やっぱりきちんと情景が浮かんでくるCGでないと駄目だと思うし、そういう意味では、本作のCGの構図とかは、好感が持てるものでした。

<評価>

総合では凡作としておきます。

ネットが普及する前のシナリオライターは、どうしても情報が得にくい状況になっています。
私の古い作品の記事を読んで、実際にプレイした方とかは、そのことはよく分かるかと思います。
本作のシナリオライター及びゲームデザインは、ましらあさみさんであり、ゼロ年代以降のネット普及後にエロゲを始めた人だと、聞いたことがないという人も多いのではないでしょうか。

しかし、93年の『NOVA』、96年の『暗闇』、97年の『コレクター』、99年の『ラブレッスン』と、当時のコアなゲーマーならきっと知っているような名作・良作を、何本も立て続けに作っている方なんですよね。
『コレクター』『ラブレッスン』の後が本作ですから、期待していたファンほどガッカリしたかもしれません。

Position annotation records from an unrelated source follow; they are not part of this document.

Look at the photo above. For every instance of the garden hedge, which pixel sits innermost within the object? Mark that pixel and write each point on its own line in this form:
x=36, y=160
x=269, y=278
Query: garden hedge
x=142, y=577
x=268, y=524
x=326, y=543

まぁ、『NOVA』はPC98時代の作品ですし、原画のうめつゆきのりさんのインパクトの方が強いので、若干毛色が異なってしまいますけどね。
本作自体はあえてプレイする必要もないと思いますが、先ほどから何度も挙げている『暗闇』と、和姦と輪姦のバイブルと呼ばれた『コレクター』、その後継作である『ラブレッスン』について、同ブランドつながりでは『ランデブー』も含めて、今一度焦点を当ててみたいなと思い、この作品を紹介することにしました。